Tali filosofi ebbero visioni discordanti su molte questioni, ma il loro pensiero presentò una sostanziale omogeneità per quanto riguarda: 

  • l’interesse verso lo studio della natura attraverso la ragione,
  • l’attenzione per i problemi legati alla conoscenza e alla definizione dell’anima,
  • la ricezione delle suggestioni platoniche in merito alla centralità dell’uomo e alla sua valorizzazione,
  • la distinzione netta tra le questioni riguardanti la fede e quelle derivanti dalla ragione.

L’aristotelismo, con la sua attenzione alla natura e all’osservazione dei dati raccolti tramite l’esperienza, contribuì così alla nascita di uno spirito “pre-scientifico”. Tuttavia, questi filosofi si scontrarono con un profondo limite: pur dichiarandosi fedeli ai principi della ragione contro quelli di fede, non seppero slegarsi e rendersi indipendenti dalle parole e dall’autorità del loro maestro. 

4.2Pomponazzi

Platone e Aristotele
Platone e Aristotele — Fonte: getty-images

Pietro Pomponazzi (1462-1525) è stato indubbiamente l’aristotelico che più si distinse nel panorama italiano rinascimentale.
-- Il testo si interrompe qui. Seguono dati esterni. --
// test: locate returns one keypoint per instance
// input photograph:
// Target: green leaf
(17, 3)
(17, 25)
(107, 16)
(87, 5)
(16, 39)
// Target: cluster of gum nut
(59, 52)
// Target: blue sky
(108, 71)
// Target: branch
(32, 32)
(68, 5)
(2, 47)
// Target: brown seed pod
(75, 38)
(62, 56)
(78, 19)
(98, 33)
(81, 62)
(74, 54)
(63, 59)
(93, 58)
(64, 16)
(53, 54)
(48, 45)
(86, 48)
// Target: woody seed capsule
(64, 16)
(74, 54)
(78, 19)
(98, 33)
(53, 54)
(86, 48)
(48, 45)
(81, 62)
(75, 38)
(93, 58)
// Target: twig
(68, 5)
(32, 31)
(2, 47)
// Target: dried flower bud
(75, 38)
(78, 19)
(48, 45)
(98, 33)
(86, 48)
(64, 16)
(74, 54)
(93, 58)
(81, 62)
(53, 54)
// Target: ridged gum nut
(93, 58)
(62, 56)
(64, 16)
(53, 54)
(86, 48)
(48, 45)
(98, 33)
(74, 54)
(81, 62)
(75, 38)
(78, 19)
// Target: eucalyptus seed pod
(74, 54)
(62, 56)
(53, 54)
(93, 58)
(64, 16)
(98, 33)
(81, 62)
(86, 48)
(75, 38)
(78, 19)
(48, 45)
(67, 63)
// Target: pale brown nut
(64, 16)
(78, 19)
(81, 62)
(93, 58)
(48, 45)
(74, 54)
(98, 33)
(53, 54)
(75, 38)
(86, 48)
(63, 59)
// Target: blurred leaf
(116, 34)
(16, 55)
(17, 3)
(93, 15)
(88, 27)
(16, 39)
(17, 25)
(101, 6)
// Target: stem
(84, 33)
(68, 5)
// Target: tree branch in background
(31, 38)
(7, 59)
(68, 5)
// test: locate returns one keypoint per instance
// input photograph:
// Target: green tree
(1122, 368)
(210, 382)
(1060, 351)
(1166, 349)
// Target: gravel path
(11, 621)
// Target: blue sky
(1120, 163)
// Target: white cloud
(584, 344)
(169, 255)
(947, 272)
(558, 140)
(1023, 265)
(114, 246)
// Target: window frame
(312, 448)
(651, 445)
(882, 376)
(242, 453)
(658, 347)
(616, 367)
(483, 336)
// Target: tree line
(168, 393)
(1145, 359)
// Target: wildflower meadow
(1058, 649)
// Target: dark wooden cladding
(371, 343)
Insegnò filosofia prima a Padova e successivamente a Bologna, entrando spesso in urto con le posizioni della Chiesa e dei vecchi aristotelici

Difatti, i suoi intenti espliciti furono:      

1) Dimostrare come il mondo non sia dominato da interventi divini e soprannaturali, ma si regga attraverso un determinato ordine naturale. Nel mondo, cioè, sostiene Pomponazzi (riprendendo Aristotele), anche i miracoli e le stregonerie non sono degli accadimenti “soprannaturali” (oltre e al di fuori della natura) ma sono il risultato dell’azione degli astri celesti.      

2) Opporsi alla teoria dell’immortalità dell’anima, sostenuta da Tommaso e dai suoi discepoli e dalla Chiesa. Secondo Pomponazzi, l’immortalità dell’anima è insostenibile da un punto di vista razionale (in quanto l’anima è sempre unita ad un corpo mortale), ma da accettare solo per fede.